Menurut para sejarawan, Islam masuk ke Indonesia melalui berbagai jalur,
sehingga dengan cepat dapat diterima oleh masyarakat Indonesia yang waktu itu
masih kuat menganut pahaman lama, yaitu menganut agama Hindu, Buddha, bahkan
Animisme dan Dinanisme. Jalur-jalur yang dilakukan oleh oleh para penyebar
Islam yang mula-mula di Indonesia adalah sebagai berikut. 1) Melalui Jalur
Perdagangan. 2) Melalui Jalur Perkawinan. 3) Melalui Jalur Tasawuf. 4) Melalui
Jalur Pendidikan. 5) Melalui Jalur Kesenian. 6) Melalui Jalur Politik.[1]
Yang akan
dibahaskan ialah jalur tasawufnya dalam membantu perkembangan Islam di
Indonesia. Pendekatan tasawuf yang dibawakan oleh para ulama kepada masyarakat
bersifat local dan mudah diterima oleh mereka sendiri. Oleh kerana itu,
perkembangan Islam di Indonesia sangat cepat dalam jalur tasawuf tersebut. Penyebaran
Islam yang berkembang secara spektakuler di Negara-Negara Asia Tenggara berkat
peranan dan kontribusi tokoh-tokoh tasawuf adalah kenyataan yang diakui oleh
hampir mayoritas sejarawan dan peneliti. Hal itu disebabkan oleh sifat-sifat
dan sikap kaum sufi yang lebih kompromis
dan penuh kasih sayang.
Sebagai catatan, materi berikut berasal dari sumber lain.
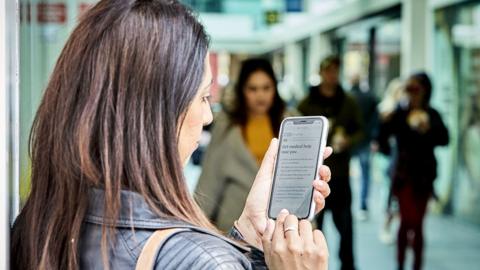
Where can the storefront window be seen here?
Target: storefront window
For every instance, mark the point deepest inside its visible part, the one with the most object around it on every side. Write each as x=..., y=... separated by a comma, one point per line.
x=457, y=65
Terdapat
kesepakatan dikalangan sejarahwan dan peneliti, orientalis, dan cendikiawan
Indonesia, bahwa tasawuf adalah faktor
terpenting bagi tersebarnya Islam secara luas. Dan apabila sudah meluas maka
timbullah berbagai macam ilmu yang berkaitan dengan tasawuf. Dengan demikian
suatu ilmu khusus telah berkembang di kalangan kaum sufi, yang berbeda dengan ilmu
fiqh, baik dari segi objek, metodologi, tujuan maupun istilah-istilah yang
digunakan. Lahir pula tulisan-tulisan, antaralain, seperti Al-Risalah
Al-Qusyairiyyah karya Al-Qusyairi dan ‘Awarif Al-Ma’arif karya Al-Suhrawardi
Al-Baghdadi.
Tasawuf dan Peranannya dalam Kontribusi
Kajian Tasawuf Nusantara merupakan bagian yang tak terpisahkan dari kajian
Islam di Indonesia. Sejak masuknya Islam di Indonesia telah tampak unsur
tasawuf mewarnai kehidupan keagamaan masyarakat, bahkan hingga saat ini nuansa
tasawuf masih terlihat menjadi bagian yang tak terpisahkan dari pengamalan
keagamaan sebagian kaum muslim Indonesia, terbukti dengan semakin maraknya
kajian Islam di bidang ini dan juga melalui gerakan tarekat muktabarah yang
masih berpengaruh di masyarakat. Al-tasawwuf atau sufisme adalah satu cabang
keilmuan dalam Islam, atau secara keilmuan merupakan hasil peradaban Islam yang
lahir kemudian setelah Rasulullah saw wafat. Annemarie Shimmel menjelaskan
istilah tasawuf baru terdengar pada
pertengahan abad kedua hijriah dan menurut Niccholson dalam bukunya The
Mystics of Islam, pada pertengahan abad ketiga hijriyah.[2]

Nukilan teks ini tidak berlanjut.